Let us hope that the toxic multiculturalism implicit in these phrases and expansive attitude is countered by a revival of a more protectionist nationalism, both economically and genetically. Whether or not the fates smile kindly on the UK, Brexit involves an implicit re-invocation of the spirit of the former British Empire, and, as such, it also reveals the indelible nature of certain historical legacies.

Yet another historical echo is the way that Britain's decision to leave the EU, at a crucial juncture in that entity's cancerous growth and organizational calcification, threatens to bring it crashing down, as an earlier Britain brought about the collapse of other over-inflated Euro projects.

But the general prospect of collapse also raises the question of what other historical patterns will reassert themselves in the wake of the EU’s downfall, assuming that Brexit is merely the first deadly domino.

The best guide to prognosticate this, is actual history, combined with an appraisal of the main flaws in the present situation. Clearly, in the present Europe, there is something of a North-South divide, as well as a revived tension between the two remaining major powers – France and Germany – who have been thrown into sharp relief by the exit of Britain. When Britain was still a member, these three made up a relatively stable triad, even if the British leg was often a bit wonky.

Metternich – making a comeback?

Metternichian Europe vs. Kalergian Europe

Exactly how things will work themselves out is hard to say, but it seems likely that we can expect a growing schism along the line of the Rhine, reinforced by the essentially different cultures that exists on either side – between the (still) Latin culture of the left bank and the (still) Teutonic one of the right.

In the wake of a Frexit, it would be quite feasible and sensible for France to seek some kind of economic cooperation with other Latin nations, left "homeless" by the collapse of the EU – Italy, Spain, Portugal, and maybe even Greece, could come together in a "Club Med Bloc," which, of course, would be a much looser federation than the present one, which, as I have observed elsewhere, is dominated by the Germanic Gleichschaltung spirit.

As for Germany, it would, of course, not take European disintegration lying down. Instead, we could expect to see it also seeking some larger economic and geopolitical ambit, probably involving those countries that are most tied to it culturally, economically, and historically. This would probably involve nations like Austria, Czechia, Croatia, Slovakia, Hungary, Poland, the Baltic states, and even a state or two in the Balkans.

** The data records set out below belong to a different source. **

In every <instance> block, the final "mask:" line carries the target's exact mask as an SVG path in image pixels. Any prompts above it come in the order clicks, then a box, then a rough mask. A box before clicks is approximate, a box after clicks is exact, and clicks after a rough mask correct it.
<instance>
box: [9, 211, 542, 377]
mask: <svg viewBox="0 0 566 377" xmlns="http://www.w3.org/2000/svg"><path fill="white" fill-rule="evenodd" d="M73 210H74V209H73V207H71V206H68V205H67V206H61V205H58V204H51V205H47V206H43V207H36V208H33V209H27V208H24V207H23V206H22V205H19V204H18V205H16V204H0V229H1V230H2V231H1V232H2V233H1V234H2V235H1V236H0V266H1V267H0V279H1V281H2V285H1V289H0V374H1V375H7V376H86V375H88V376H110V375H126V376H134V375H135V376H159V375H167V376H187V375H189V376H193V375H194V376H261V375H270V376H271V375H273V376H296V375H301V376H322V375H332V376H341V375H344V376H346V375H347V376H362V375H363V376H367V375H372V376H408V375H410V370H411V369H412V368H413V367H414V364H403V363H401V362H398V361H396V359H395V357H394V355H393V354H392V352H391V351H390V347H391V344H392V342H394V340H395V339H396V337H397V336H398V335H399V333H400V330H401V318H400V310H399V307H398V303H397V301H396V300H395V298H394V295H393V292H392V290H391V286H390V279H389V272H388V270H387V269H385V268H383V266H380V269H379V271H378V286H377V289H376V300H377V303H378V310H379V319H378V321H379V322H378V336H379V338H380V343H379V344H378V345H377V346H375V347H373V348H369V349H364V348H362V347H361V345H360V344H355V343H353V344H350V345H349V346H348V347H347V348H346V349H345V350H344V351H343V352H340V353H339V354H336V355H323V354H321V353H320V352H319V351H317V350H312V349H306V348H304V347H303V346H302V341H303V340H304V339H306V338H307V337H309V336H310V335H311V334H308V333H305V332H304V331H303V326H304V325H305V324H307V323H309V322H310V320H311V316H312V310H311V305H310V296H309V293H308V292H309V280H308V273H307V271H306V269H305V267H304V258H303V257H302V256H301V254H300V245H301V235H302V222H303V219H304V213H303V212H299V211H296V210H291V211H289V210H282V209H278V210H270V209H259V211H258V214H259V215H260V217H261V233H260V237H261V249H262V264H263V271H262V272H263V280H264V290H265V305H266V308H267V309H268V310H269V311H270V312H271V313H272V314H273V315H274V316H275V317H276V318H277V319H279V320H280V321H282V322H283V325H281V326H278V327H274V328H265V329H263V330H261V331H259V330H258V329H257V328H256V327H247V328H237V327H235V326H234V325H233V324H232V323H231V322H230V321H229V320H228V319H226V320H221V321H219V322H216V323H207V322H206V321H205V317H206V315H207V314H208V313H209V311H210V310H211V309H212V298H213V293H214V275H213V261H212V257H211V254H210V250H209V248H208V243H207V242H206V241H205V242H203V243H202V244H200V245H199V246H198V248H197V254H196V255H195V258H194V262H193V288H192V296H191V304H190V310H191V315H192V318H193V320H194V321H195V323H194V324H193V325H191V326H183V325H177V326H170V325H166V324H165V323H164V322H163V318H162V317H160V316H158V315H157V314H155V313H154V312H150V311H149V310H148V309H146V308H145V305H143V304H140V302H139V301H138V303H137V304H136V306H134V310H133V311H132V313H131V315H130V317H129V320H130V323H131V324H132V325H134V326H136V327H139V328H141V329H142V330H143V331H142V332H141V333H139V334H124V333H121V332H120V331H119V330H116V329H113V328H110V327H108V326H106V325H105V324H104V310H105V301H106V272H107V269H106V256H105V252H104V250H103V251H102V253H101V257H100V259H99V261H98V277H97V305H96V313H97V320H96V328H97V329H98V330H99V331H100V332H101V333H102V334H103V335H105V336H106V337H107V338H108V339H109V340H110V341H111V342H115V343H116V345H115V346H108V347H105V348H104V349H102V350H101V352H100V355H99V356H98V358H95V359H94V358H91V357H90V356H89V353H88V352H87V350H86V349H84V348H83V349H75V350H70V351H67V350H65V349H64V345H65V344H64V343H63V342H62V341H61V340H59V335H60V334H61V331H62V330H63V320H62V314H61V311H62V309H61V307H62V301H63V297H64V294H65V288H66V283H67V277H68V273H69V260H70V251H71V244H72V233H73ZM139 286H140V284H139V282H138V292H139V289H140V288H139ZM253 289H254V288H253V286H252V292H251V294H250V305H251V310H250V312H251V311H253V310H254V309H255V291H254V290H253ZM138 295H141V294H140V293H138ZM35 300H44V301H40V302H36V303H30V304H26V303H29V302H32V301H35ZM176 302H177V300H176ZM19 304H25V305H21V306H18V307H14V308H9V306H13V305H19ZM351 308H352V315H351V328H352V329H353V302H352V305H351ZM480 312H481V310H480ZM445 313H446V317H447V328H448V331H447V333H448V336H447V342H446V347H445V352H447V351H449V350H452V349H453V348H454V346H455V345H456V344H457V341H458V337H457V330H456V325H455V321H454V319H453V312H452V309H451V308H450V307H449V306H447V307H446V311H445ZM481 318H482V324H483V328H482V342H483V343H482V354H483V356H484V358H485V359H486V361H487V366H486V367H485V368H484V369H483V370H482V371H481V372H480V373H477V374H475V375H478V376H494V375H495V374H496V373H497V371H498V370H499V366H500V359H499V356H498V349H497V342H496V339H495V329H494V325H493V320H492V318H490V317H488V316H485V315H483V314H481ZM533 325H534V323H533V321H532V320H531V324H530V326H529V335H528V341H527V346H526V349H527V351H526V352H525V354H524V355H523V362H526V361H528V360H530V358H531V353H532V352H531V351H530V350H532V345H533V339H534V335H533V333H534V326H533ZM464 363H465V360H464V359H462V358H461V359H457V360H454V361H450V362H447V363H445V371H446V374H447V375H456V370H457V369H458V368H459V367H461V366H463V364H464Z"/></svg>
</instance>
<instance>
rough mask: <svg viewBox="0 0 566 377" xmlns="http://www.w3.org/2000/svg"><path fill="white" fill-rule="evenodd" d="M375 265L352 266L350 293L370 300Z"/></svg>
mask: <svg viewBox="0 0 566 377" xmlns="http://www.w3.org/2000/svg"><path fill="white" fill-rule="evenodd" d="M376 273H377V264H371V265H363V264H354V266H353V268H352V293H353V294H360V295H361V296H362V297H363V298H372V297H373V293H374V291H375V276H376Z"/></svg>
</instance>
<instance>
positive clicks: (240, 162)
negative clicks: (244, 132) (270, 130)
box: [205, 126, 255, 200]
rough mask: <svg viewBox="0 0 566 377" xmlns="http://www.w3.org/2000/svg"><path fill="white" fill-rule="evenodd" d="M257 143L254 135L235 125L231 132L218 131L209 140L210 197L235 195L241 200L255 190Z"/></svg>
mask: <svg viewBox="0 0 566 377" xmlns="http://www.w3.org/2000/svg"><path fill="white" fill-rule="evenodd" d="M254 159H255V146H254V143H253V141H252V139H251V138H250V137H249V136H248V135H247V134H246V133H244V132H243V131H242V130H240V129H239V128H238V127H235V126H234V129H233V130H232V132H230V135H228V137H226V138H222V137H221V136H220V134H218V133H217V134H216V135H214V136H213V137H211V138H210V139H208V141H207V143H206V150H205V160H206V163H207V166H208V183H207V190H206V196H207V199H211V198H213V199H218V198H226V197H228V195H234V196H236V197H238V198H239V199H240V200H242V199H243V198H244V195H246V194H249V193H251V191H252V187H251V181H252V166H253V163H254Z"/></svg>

For this to work, however, Germany would have to veer more towards the common values of the Visegrad countries, in the process rediscovering its Christian conservative roots.

If it can do this successfully, then, in the wake of EU collapse, it would be able to establish an economic bloc somewhat reminiscent of the old pre-WWI Central Powers. One way of viewing this, would be as a revival of the Reich, in other words a "Foruth Reich."

How these three entities – Commonwealth Plus+, Club Med Bloc, and The Fourth Reich – compete and cooperate would remain to be seen, but here too we could expect to see a certain amount of historical deja vu, with Commonwealth Plus+ adhering closely to the United States, the Club Med Bloc seeking advantage from its cultural and historical ties to the Global South (i.e. Latin America and France's post-colonial penumbra in Africa), and the Fourth Reich possibly revisiting Metternich and Bismarck's "Holy Alliance" arrangement with Russia, a historical parallel that Alexander Dugin has also been drawing on.

This would represent the triumph of a saner, more natural, and conservative Metternichian Europe over the madness of a Europe based on the unnatural, utopian, and anti-historical notions of Count Coudenhove-Kalergi, the visionary fanatic usually cited as the inspiration of the EU.

Harmony consists of finding the natural fault lines and limits of things, not mashing them together. Europe, by recognizing and accepting its differences and distinctions, and navigating them with urbane and intelligent discrimination, will find much greater peace and amity than it ever can in a forced and false union destined to break.

As ever, to understand and shape the future, simply study the past.